L’horloge parait très ancienne mais elle a, en fait, été réalisée en 1904 par la Maison Hörz pour orner la tour du musée historique. Par la suite, en 1958, elle fut transportée vers son emplacement actuel. Elle est une copie de la seconde horloge astronomique de l’hôtel de ville d’Ulm, en Allemagne, imaginée par le mathématicien Conrad Dasypodius et réalisée en 1581 par la famille horlogère suisse Habrecht, à qui l’on doit également l’horloge de la cathédrale de Strasbourg ainsi que celle de Schaffhouse.
Les zodiaques sont toutefois différents, les sujets à Haguenau sont plus stylisés, le dragon d’Ulm est doré, le Sagittaire est représenté par un archer à genou en France, par un centaure en Allemagne.
Les deux horloges représentent la course des étoiles et des deux luminaires tels qu’on peut les percevoir de la terre. L’une des aiguilles pointe d’un doigt l’heure légale tandis qu’un soleil d’or marque lui-même son heure, en décalage d’une trentaine de minutes. On peut y voir également le lever et le coucher du Soleil, le jour, le mois, la phase de la Lune, les signes du zodiaque ainsi qu’un étrange dragon noir dont la queue touche les Gémeaux tandis que la gueule crache une flamme rouge vers le Sagittaire.

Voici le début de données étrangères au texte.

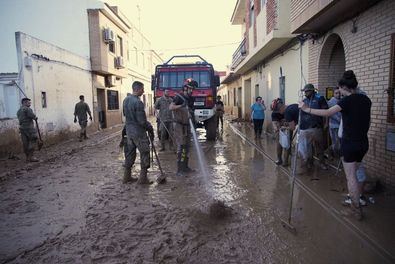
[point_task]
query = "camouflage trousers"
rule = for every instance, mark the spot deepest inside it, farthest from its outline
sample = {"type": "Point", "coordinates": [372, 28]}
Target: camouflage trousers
{"type": "Point", "coordinates": [83, 125]}
{"type": "Point", "coordinates": [182, 136]}
{"type": "Point", "coordinates": [165, 129]}
{"type": "Point", "coordinates": [311, 141]}
{"type": "Point", "coordinates": [130, 149]}
{"type": "Point", "coordinates": [29, 138]}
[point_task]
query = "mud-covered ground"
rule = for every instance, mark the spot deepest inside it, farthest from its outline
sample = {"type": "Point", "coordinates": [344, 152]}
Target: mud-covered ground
{"type": "Point", "coordinates": [73, 208]}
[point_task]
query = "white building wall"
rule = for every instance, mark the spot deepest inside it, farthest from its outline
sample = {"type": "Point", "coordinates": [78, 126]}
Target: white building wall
{"type": "Point", "coordinates": [62, 75]}
{"type": "Point", "coordinates": [62, 23]}
{"type": "Point", "coordinates": [289, 61]}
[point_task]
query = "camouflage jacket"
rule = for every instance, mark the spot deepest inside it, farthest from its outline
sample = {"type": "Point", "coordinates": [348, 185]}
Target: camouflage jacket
{"type": "Point", "coordinates": [162, 104]}
{"type": "Point", "coordinates": [81, 110]}
{"type": "Point", "coordinates": [26, 116]}
{"type": "Point", "coordinates": [136, 119]}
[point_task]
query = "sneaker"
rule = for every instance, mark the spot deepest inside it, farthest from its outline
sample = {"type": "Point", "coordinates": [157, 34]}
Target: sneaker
{"type": "Point", "coordinates": [323, 166]}
{"type": "Point", "coordinates": [362, 200]}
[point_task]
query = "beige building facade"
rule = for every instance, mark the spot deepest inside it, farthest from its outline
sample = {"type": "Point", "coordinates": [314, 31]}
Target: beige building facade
{"type": "Point", "coordinates": [359, 36]}
{"type": "Point", "coordinates": [120, 55]}
{"type": "Point", "coordinates": [270, 61]}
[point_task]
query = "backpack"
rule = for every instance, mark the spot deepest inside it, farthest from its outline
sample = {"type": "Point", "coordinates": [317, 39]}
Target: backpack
{"type": "Point", "coordinates": [275, 103]}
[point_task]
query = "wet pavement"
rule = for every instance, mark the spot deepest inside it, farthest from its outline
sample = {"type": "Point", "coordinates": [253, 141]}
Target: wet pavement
{"type": "Point", "coordinates": [73, 208]}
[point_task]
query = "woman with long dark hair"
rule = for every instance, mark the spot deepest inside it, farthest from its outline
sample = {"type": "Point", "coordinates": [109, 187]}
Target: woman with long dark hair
{"type": "Point", "coordinates": [355, 109]}
{"type": "Point", "coordinates": [258, 116]}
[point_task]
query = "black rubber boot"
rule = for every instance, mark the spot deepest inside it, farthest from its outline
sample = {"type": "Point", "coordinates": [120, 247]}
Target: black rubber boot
{"type": "Point", "coordinates": [180, 169]}
{"type": "Point", "coordinates": [127, 175]}
{"type": "Point", "coordinates": [186, 167]}
{"type": "Point", "coordinates": [143, 178]}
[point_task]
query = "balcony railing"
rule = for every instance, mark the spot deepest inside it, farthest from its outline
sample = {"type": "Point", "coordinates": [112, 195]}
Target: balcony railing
{"type": "Point", "coordinates": [239, 54]}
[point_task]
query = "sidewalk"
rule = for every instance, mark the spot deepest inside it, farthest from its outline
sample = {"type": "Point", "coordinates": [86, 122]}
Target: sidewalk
{"type": "Point", "coordinates": [376, 229]}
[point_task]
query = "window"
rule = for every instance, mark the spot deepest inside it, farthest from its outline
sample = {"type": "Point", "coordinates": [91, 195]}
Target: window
{"type": "Point", "coordinates": [44, 99]}
{"type": "Point", "coordinates": [127, 51]}
{"type": "Point", "coordinates": [251, 13]}
{"type": "Point", "coordinates": [112, 100]}
{"type": "Point", "coordinates": [10, 100]}
{"type": "Point", "coordinates": [120, 43]}
{"type": "Point", "coordinates": [256, 90]}
{"type": "Point", "coordinates": [176, 79]}
{"type": "Point", "coordinates": [391, 88]}
{"type": "Point", "coordinates": [282, 87]}
{"type": "Point", "coordinates": [136, 59]}
{"type": "Point", "coordinates": [111, 47]}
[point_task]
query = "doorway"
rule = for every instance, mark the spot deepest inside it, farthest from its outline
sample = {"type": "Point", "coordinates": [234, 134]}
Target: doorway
{"type": "Point", "coordinates": [101, 107]}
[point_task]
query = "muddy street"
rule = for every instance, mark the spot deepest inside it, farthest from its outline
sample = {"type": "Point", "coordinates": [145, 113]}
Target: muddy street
{"type": "Point", "coordinates": [73, 208]}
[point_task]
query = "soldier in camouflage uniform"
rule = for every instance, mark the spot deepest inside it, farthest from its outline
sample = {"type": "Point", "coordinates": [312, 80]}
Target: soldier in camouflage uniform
{"type": "Point", "coordinates": [81, 110]}
{"type": "Point", "coordinates": [182, 107]}
{"type": "Point", "coordinates": [165, 117]}
{"type": "Point", "coordinates": [26, 128]}
{"type": "Point", "coordinates": [136, 130]}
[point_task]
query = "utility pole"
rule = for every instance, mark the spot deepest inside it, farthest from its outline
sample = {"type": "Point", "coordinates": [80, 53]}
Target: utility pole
{"type": "Point", "coordinates": [139, 17]}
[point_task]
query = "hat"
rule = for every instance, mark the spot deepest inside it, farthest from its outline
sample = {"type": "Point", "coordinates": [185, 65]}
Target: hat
{"type": "Point", "coordinates": [190, 83]}
{"type": "Point", "coordinates": [308, 87]}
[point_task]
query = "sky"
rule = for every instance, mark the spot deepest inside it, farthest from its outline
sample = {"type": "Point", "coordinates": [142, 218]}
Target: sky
{"type": "Point", "coordinates": [180, 27]}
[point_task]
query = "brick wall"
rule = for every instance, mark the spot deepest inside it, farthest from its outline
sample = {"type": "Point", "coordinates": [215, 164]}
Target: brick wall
{"type": "Point", "coordinates": [298, 6]}
{"type": "Point", "coordinates": [367, 53]}
{"type": "Point", "coordinates": [271, 15]}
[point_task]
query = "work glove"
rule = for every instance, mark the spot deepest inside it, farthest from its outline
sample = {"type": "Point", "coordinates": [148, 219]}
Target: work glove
{"type": "Point", "coordinates": [151, 135]}
{"type": "Point", "coordinates": [122, 143]}
{"type": "Point", "coordinates": [150, 131]}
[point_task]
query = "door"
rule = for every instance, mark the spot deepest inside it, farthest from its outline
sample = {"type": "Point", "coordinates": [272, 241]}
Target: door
{"type": "Point", "coordinates": [282, 88]}
{"type": "Point", "coordinates": [101, 107]}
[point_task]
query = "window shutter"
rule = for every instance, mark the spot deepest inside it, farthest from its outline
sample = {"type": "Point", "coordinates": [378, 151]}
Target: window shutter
{"type": "Point", "coordinates": [391, 88]}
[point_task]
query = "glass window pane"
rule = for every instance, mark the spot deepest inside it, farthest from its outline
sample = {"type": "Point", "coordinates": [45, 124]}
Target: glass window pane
{"type": "Point", "coordinates": [195, 76]}
{"type": "Point", "coordinates": [180, 79]}
{"type": "Point", "coordinates": [173, 79]}
{"type": "Point", "coordinates": [188, 75]}
{"type": "Point", "coordinates": [164, 80]}
{"type": "Point", "coordinates": [204, 80]}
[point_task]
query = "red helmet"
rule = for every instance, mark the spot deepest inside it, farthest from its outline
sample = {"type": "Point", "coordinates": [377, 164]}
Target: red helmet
{"type": "Point", "coordinates": [190, 83]}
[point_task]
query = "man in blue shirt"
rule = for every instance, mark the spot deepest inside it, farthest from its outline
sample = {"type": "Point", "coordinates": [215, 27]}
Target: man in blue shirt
{"type": "Point", "coordinates": [334, 123]}
{"type": "Point", "coordinates": [311, 129]}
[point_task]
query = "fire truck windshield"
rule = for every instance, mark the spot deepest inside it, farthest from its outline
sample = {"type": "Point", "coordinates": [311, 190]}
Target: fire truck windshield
{"type": "Point", "coordinates": [175, 80]}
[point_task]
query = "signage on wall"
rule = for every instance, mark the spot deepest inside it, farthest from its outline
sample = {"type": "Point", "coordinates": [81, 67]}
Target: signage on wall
{"type": "Point", "coordinates": [329, 92]}
{"type": "Point", "coordinates": [390, 140]}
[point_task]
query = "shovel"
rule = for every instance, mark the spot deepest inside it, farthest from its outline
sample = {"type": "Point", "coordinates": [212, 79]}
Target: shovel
{"type": "Point", "coordinates": [162, 177]}
{"type": "Point", "coordinates": [40, 142]}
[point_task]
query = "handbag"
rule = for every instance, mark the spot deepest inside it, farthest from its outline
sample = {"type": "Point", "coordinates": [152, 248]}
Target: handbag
{"type": "Point", "coordinates": [284, 138]}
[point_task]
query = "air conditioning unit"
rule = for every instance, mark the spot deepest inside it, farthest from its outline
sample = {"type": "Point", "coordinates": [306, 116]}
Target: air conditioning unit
{"type": "Point", "coordinates": [109, 36]}
{"type": "Point", "coordinates": [119, 64]}
{"type": "Point", "coordinates": [111, 80]}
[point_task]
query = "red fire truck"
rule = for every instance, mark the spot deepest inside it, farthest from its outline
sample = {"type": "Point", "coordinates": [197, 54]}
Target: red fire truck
{"type": "Point", "coordinates": [171, 76]}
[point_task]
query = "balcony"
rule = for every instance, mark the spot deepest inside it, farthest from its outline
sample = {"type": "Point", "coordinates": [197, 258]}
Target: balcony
{"type": "Point", "coordinates": [319, 16]}
{"type": "Point", "coordinates": [239, 54]}
{"type": "Point", "coordinates": [269, 33]}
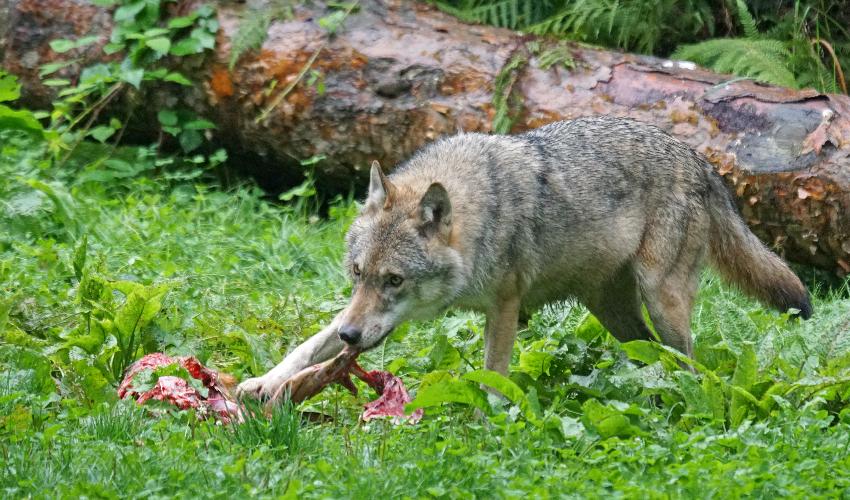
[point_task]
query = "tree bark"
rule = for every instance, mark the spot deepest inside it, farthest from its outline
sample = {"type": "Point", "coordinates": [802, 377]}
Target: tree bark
{"type": "Point", "coordinates": [399, 74]}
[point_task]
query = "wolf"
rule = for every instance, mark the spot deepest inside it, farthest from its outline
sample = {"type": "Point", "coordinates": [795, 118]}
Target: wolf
{"type": "Point", "coordinates": [610, 212]}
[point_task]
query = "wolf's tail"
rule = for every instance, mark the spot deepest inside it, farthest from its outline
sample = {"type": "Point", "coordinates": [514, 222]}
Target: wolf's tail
{"type": "Point", "coordinates": [744, 261]}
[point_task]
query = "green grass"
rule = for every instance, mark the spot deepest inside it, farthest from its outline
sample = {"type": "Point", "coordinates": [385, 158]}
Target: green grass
{"type": "Point", "coordinates": [247, 278]}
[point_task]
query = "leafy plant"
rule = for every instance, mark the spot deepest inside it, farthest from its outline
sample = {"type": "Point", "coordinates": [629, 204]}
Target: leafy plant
{"type": "Point", "coordinates": [254, 26]}
{"type": "Point", "coordinates": [800, 43]}
{"type": "Point", "coordinates": [752, 56]}
{"type": "Point", "coordinates": [16, 119]}
{"type": "Point", "coordinates": [146, 38]}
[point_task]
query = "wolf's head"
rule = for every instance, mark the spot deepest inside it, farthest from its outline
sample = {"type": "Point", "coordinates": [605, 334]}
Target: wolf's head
{"type": "Point", "coordinates": [399, 259]}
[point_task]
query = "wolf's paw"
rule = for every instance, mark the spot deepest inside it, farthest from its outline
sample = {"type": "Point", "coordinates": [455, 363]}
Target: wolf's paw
{"type": "Point", "coordinates": [259, 387]}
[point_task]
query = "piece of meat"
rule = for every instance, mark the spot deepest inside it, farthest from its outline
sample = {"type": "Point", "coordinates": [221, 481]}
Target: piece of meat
{"type": "Point", "coordinates": [179, 392]}
{"type": "Point", "coordinates": [311, 380]}
{"type": "Point", "coordinates": [393, 398]}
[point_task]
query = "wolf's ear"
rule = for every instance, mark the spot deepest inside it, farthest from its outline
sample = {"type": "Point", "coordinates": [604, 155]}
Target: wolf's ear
{"type": "Point", "coordinates": [381, 190]}
{"type": "Point", "coordinates": [435, 212]}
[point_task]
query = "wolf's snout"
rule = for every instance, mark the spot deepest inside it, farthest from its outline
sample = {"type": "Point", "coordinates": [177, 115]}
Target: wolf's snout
{"type": "Point", "coordinates": [349, 334]}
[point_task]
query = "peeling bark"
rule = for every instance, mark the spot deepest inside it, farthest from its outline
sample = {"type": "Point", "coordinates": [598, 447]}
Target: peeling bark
{"type": "Point", "coordinates": [399, 74]}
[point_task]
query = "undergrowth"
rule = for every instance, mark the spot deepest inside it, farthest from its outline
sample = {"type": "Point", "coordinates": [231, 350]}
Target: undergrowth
{"type": "Point", "coordinates": [246, 278]}
{"type": "Point", "coordinates": [802, 43]}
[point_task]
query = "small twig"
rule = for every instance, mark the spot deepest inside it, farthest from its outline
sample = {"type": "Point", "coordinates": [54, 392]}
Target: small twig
{"type": "Point", "coordinates": [95, 112]}
{"type": "Point", "coordinates": [282, 95]}
{"type": "Point", "coordinates": [309, 64]}
{"type": "Point", "coordinates": [836, 65]}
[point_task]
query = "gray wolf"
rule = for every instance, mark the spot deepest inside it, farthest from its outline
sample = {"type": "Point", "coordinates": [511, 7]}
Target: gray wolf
{"type": "Point", "coordinates": [607, 211]}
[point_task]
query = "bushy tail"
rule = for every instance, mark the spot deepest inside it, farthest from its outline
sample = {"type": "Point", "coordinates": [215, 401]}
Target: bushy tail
{"type": "Point", "coordinates": [744, 261]}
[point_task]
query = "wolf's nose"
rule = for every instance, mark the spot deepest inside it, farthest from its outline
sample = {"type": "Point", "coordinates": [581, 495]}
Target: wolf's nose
{"type": "Point", "coordinates": [349, 334]}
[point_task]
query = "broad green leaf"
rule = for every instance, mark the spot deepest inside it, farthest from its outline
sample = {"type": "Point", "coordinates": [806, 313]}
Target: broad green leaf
{"type": "Point", "coordinates": [449, 390]}
{"type": "Point", "coordinates": [692, 391]}
{"type": "Point", "coordinates": [644, 351]}
{"type": "Point", "coordinates": [22, 120]}
{"type": "Point", "coordinates": [186, 47]}
{"type": "Point", "coordinates": [497, 381]}
{"type": "Point", "coordinates": [161, 45]}
{"type": "Point", "coordinates": [101, 133]}
{"type": "Point", "coordinates": [183, 21]}
{"type": "Point", "coordinates": [535, 363]}
{"type": "Point", "coordinates": [590, 328]}
{"type": "Point", "coordinates": [61, 46]}
{"type": "Point", "coordinates": [139, 308]}
{"type": "Point", "coordinates": [607, 421]}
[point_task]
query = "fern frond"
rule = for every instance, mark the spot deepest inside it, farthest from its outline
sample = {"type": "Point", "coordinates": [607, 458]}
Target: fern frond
{"type": "Point", "coordinates": [763, 60]}
{"type": "Point", "coordinates": [513, 14]}
{"type": "Point", "coordinates": [747, 21]}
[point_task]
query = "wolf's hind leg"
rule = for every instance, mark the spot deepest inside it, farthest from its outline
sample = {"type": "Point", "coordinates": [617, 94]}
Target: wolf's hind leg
{"type": "Point", "coordinates": [617, 306]}
{"type": "Point", "coordinates": [500, 334]}
{"type": "Point", "coordinates": [668, 282]}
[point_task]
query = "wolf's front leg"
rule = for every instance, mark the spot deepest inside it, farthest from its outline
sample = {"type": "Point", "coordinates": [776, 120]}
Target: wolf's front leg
{"type": "Point", "coordinates": [320, 347]}
{"type": "Point", "coordinates": [500, 334]}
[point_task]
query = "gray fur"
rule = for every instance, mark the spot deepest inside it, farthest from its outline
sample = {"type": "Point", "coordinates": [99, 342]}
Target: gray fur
{"type": "Point", "coordinates": [608, 211]}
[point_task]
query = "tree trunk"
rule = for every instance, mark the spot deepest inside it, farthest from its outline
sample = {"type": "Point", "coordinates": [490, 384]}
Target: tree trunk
{"type": "Point", "coordinates": [398, 74]}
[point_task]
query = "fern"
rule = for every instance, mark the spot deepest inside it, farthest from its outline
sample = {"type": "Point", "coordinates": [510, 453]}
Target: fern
{"type": "Point", "coordinates": [763, 60]}
{"type": "Point", "coordinates": [790, 43]}
{"type": "Point", "coordinates": [642, 25]}
{"type": "Point", "coordinates": [747, 21]}
{"type": "Point", "coordinates": [513, 14]}
{"type": "Point", "coordinates": [759, 58]}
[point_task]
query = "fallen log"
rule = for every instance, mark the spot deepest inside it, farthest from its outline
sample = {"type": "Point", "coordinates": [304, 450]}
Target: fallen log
{"type": "Point", "coordinates": [398, 74]}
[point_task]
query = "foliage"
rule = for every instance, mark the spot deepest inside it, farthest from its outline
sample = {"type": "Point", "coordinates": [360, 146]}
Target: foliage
{"type": "Point", "coordinates": [752, 56]}
{"type": "Point", "coordinates": [798, 44]}
{"type": "Point", "coordinates": [254, 26]}
{"type": "Point", "coordinates": [96, 273]}
{"type": "Point", "coordinates": [109, 255]}
{"type": "Point", "coordinates": [16, 119]}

Un étrange dragon barre le centre de l'horloge astronomique de Haguenau, entre les Gémeaux et le Sagittaire
   
Tübingen

Traversée par le Neckar, une rivière qui délimite l’est de la Forêt Noire et se jette ensuite dans le Rhin, Tübingen est une ville du Land de Bade-Wurtemberg. Elle doit en partie sa réputation de son université, l'une des plus anciennes d'Allemagne, qui fait d’elle une ville particulièrement jeune et vivante. Son centre historique s’appuie depuis cinq siècles sur les anciennes murailles, au pied de nombreuses collines boisées, telles que le Schlossberg, l’Österberg ou encore le Schnarrenberg.

L'horloge astronomique de Tübingen est installée depuis 1849 sur le pignon de l'Hôtel de ville, sur la place du marché, la Marktplatz. Elle était, auparavant, installée au premier étage, à la place de l'actuelle chaire.

Parmi les trois cadrans qui décorent la somptueuse façade peinte de la mairie, deux d’entre eux proviennent de l’horloge originale que Johannes Stöffler, célèbre mathématicien, physicien et astronome de l’université de la ville, avait construite 1511. Ils affichent encore le calendrier de lune et donnent des instructions sur la position des planètes, sur des éclipses et beaucoup d'autres phénomènes célestes.

Le mécanisme, quant à lui, a été rénové et fournit aujourd'hui une précision réglée au quartz depuis 1979.

L'orbite de la Lune autour de la Terre et celle de la Terre autour du Soleil ne se situent pas sur un même plan. La droite d’intersection de ces deux plans s’appelle l’axe des nœuds lunaires. Lorsque la Lune franchit le plan de rotation de la Terre autour du Soleil pour s’élever vers le Nord, en d’autres termes quand elle est montante, elle se situe à son Nœud Nord, encore appelé Nœud Ascendant. Ce point peut être localisé sur le zodiaque. Quand elle franchit le plan de l’orbite terrestre pour regagner le Sud, en d’autres termes quand elle est descendante, elle se situe à son Nœud Sud, encore appelé Nœud Descendant. Une Lune ascendante, ou descendante, ne doit pas être confondue avec une Lune croissante, ou décroissante.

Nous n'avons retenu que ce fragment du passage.